US-Taliban Peace Deal What next?
Zafar Iqbal Yousafzai
Finally, the United States and Taliban have signed a peace deal in Doha, the capital of Qatar, after 18-month-long negotiations. As per the terms of the agreement, the United States will start withdrawing its troops within 135 days of the deal and will have to complete it within fourteen months—as per an announcement by a spokesman for US Forces in Afghanistan, the troop withdrawal started on March 09. On the eve of deal-signing ceremony, US Secretary of State Mike Pompeo said that the deal was conditional and that the Taliban would have to keep its promises; must cut its ties with the Al-Qaeda and other terrorist groups; and keep continue fighting against the ISIS. On various grounds, questions are being raised on the future setup in Afghanistan as there are apprehensions that the country might again plunge in a civil war like that of the 1990s.

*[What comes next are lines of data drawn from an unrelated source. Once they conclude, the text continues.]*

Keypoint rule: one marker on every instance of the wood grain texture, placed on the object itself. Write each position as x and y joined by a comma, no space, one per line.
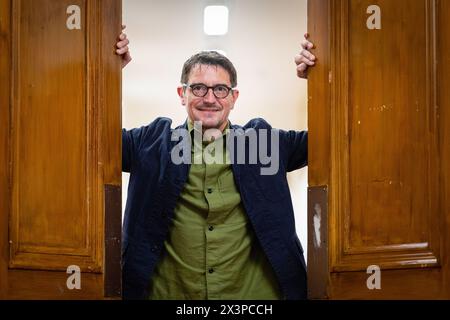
387,135
5,85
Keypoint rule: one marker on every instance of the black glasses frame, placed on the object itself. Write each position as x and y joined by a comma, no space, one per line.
185,85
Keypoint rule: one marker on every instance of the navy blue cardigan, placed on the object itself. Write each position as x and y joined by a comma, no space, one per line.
156,183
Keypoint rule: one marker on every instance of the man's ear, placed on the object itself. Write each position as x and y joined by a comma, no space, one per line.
235,94
181,93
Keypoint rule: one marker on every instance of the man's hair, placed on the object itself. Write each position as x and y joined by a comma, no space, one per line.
209,58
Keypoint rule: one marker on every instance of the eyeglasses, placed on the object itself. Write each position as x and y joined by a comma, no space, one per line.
200,90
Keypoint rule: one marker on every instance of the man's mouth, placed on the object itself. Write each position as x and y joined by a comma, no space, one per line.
208,109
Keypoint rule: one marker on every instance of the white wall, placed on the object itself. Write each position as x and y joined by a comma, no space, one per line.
263,38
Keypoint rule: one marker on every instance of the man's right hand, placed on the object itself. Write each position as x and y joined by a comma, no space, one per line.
305,58
122,48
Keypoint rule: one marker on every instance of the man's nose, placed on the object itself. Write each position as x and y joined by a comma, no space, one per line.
210,97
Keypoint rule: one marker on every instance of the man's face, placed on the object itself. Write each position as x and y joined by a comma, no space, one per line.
211,111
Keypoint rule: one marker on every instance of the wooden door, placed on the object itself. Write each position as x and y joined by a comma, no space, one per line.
60,149
379,150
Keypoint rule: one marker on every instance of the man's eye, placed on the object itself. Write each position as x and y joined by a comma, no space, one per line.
198,87
221,89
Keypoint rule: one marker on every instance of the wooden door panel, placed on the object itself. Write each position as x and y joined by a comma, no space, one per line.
381,124
54,220
63,148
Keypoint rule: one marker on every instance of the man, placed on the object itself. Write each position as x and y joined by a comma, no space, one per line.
199,229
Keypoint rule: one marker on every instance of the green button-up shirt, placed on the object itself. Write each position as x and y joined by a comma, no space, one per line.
211,251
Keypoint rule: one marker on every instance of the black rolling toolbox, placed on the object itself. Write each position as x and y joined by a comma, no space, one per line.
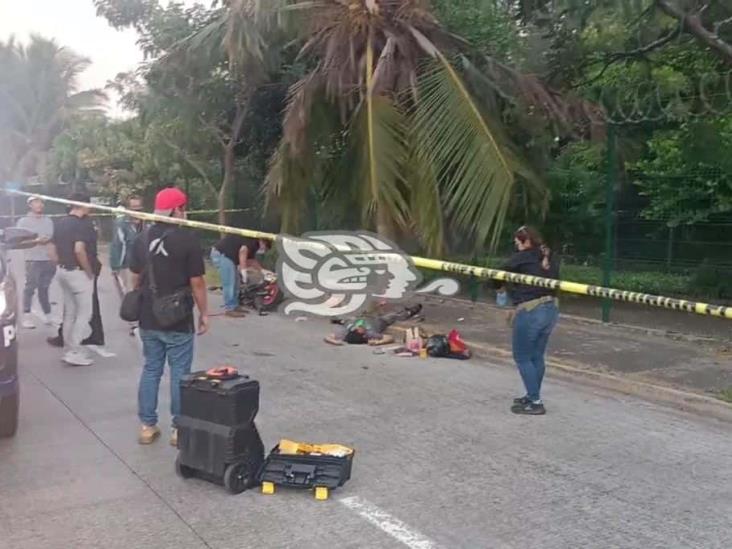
320,472
217,438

Why this peace deal has come so late and why Washington has finally given up on a military solution? What will be the potential future setup and whether it will sustain or unravel again? What would be the implications of the US withdrawal and how it would differ from the Soviet withdrawal? What role the Taliban would play in the Afghan parliament? Would the future setup, where the Taliban will be a part of the government or at least a political force, be successful without any fear of spiralling into yet another conflict? What would be the input of the regional countries to the future political landscape of Afghanistan? All these questions warrant answers but most of the experts, in one way or another, are in disarray vis-à-vis the future political setup in Afghanistan.